In 2011, Jim Stone Elementary School received top honors from the U.S. Department of Education (ED) in being named a National Blue Ribbon School.

And then in 2013, Ellen Smith Elementary School also received top honors from the U.S. Department of Education (ED) in being named a National Blue Ribbon School.

Pre-School Center:
- Sallie Cone Pre-School Center

==Notable alumni==
- Peyton Hillis - American football running back for the Denver Broncos, Cleveland Browns, Kansas City Chiefs, Tampa Bay Buccaneers, and New York Giants of the National Football League, from 2008–2014. He was also featured on the cover of the Madden NFL 12 video game.

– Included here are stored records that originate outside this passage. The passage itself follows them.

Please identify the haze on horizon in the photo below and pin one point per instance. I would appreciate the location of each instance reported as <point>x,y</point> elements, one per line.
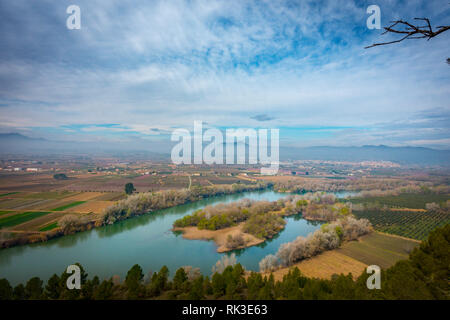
<point>138,69</point>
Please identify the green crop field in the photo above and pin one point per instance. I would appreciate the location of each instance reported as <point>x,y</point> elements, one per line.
<point>69,205</point>
<point>50,195</point>
<point>410,224</point>
<point>20,218</point>
<point>405,200</point>
<point>379,249</point>
<point>50,226</point>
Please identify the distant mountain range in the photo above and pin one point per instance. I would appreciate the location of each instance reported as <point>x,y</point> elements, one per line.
<point>15,143</point>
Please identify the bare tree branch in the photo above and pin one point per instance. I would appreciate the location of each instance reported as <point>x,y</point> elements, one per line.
<point>411,31</point>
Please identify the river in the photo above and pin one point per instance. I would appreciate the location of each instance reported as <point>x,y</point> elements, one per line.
<point>146,240</point>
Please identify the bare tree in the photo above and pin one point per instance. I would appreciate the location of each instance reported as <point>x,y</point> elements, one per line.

- Greg Lasker - American football safety for the New York Giants, Chicago Bears, & Phoenix Cardinals of the National Football League, from 1986–1988. He was a member of the Giants Super Bowl XXI championship team.
- Marvin Delph - American basketball shooting guard for the Buffalo Braves of the NBA, 1978. Member of the famed "Triplets" at the University of Arkansas, along with Ron Brewer and Sidney Moncrief, who led the Razorbacks to the 1977, 1978, and 1979 Southwest Conference championship, and the NCAA Final Four in 1978. Delph also led Conway to back-to-back state championships in 1973 and 1974.

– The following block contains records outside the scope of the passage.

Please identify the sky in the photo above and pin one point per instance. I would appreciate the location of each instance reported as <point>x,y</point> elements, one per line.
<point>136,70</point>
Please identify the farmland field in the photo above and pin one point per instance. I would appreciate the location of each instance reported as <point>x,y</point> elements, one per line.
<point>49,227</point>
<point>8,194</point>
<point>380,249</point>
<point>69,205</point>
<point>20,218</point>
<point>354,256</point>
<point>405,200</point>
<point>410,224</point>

- Bryce Molder - professional golfer on the PGA Tour, from 2001–present. Won the 2006 Miccosukee Championship, and the 2011 Frys.com Open.
- Ernie Ruple - American football offensive tackle for the Pittsburgh Steelers of the National Football League, 1968. He was a freshman on the 1964 Arkansas Razorbacks football team that finished 11-0, and won the 1964 college football national championship. He was also named to the 1967 All-Southwest Conference football team.